Sylvia McKeown dishes on what'll be on the menu when you're forced to break bread with the undead

25 October 2017 - 11:30 By Sylvia McKeown
It happened, you got scratched or bitten and you can't help the cravings ... for brains.
It happened, you got scratched or bitten and you can't help the cravings ... for brains.
Image: Mateusz Grochocki/Getty Images

It's the end of the world as we know it and if you want to survive, best you get a little creative on the food front.

Some apocalyptic appetite pleasers for Halloween:


Every serious cook knows that you are only as good as your larder, but this time it's a little more life-and-death kind of serious. Cans are not only a good source of basics that can last as long as the noxious killer cloud that coats the city, but they can also be used as projectiles or even as sound security measures when tied to a string - nothing is wasted in "the aftermath".

Make as many bean jokes as you like, but protein is important. With a little fire, stock and (precious) water you can have hearty soup in no time - complete with musical entertainment, which is helpful since there is no more power since "the incident".


Don't tell the hippies they were right, but growing your own greens will save you from starvation and scurvy. If you don't have the space or the ability to go outside (in case the beasts from beyond might get you), don't fret.

Grab your scraps of lettuce, carrots, green onion, celery, coriander, bok choy, ginger, sweet potato, regular onion, leek, and even the spiky end of a pineapple. Stick them base- or root-end down in a jar of (precious) water in direct sunlight and you will have them growing in no time.

It also works with garlic and you know how important that is when The Dark Lord comes.


Listen, we all know that a dog is a serious security asset and companion in any post-apocalyptic scenario. Me saying otherwise will (rightfully) have whatever is left of the SPCA on me. But if I'm stuck in my apartment with no recourse in the inter-dimensional alien invasion, my pet rabbit may have to share a little more than her (regrown) lettuce.

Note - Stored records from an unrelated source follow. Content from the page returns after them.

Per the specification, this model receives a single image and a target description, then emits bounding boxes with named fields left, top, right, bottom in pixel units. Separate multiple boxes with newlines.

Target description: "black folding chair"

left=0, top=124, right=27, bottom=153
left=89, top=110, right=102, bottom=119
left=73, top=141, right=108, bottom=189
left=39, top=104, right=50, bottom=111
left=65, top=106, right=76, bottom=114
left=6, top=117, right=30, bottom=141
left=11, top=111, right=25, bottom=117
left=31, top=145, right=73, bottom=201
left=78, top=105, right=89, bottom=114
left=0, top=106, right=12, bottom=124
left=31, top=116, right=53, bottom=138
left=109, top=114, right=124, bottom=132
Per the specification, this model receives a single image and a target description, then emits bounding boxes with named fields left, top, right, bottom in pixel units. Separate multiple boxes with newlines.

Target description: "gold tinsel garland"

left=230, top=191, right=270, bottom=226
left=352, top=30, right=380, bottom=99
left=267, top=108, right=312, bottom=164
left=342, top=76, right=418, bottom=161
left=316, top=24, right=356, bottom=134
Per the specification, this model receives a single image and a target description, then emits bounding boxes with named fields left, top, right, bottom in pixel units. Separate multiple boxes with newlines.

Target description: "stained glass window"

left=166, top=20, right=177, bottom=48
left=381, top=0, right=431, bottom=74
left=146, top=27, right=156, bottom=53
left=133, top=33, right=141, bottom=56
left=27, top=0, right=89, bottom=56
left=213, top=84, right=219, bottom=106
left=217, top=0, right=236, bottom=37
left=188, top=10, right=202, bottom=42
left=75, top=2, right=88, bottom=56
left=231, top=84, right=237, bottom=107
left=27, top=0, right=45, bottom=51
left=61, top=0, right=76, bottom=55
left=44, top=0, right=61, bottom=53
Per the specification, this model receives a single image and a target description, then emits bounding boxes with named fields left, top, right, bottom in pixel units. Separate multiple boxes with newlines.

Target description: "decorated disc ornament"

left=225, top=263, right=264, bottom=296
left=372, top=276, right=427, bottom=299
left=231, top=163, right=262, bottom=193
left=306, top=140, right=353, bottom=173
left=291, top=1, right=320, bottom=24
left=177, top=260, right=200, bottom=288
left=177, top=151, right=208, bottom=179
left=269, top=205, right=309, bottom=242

However, if you don't want Misty's nine lives to land up on the menu as an alternative protein source, best you start sharing her pouches of chicken-flavoured Whiskas. Just add two-minute noodles, some of the herbs and onions you regrew, and Tabasco into the mix. Tabasco always makes everything taste better, even in the end of days.


People have been eating people in dire situations for centuries - just ask the 1972 Andes plane crash survivors or the residents of Estcourt in the KwaZulu-Natal Midlands. We maintain that this is most definitely a last resort - no matter how much your co-workers may annoy you.

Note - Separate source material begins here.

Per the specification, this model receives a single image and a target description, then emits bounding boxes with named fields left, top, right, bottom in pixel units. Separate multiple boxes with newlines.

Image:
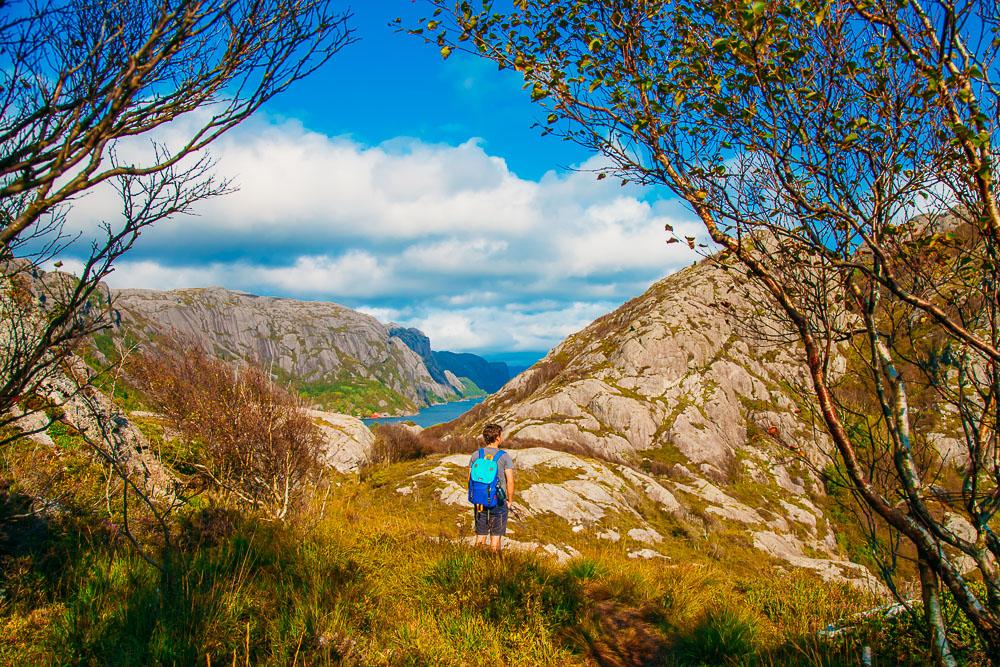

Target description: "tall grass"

left=0, top=448, right=960, bottom=666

But, if push comes to shove, overactive meat tends to be very tough so the gym boet would only really work as a stew or potjie braised over many hours. As a rule, rumps are universally a very tender cut - and if you are in dire need of protein, Hannibal Lecter did assure us that liver is a great source of protein. Which of course brings us to.


It happened, you got scratched or bitten and you can't help the cravings. Fear not! Brains have been a staple of many different cultures' diets. Sure, not necessarily human brains but life happens, even to the undead.

We suggest that you adapt a fritto misto recipe and soak the brains of a calf in milk overnight; blanch and peel away the membrane; pat off the excess; and coat them in eggs and whatever breadcrumbs you have (the blue and green mould on bread doubles up as penicillin).

Next, deep-fry them in oil at 180° for 4-5 minutes and serve with browned butter or whatever jar of miracle whip you have lying around. Lord knows, we all need a miracle (whip).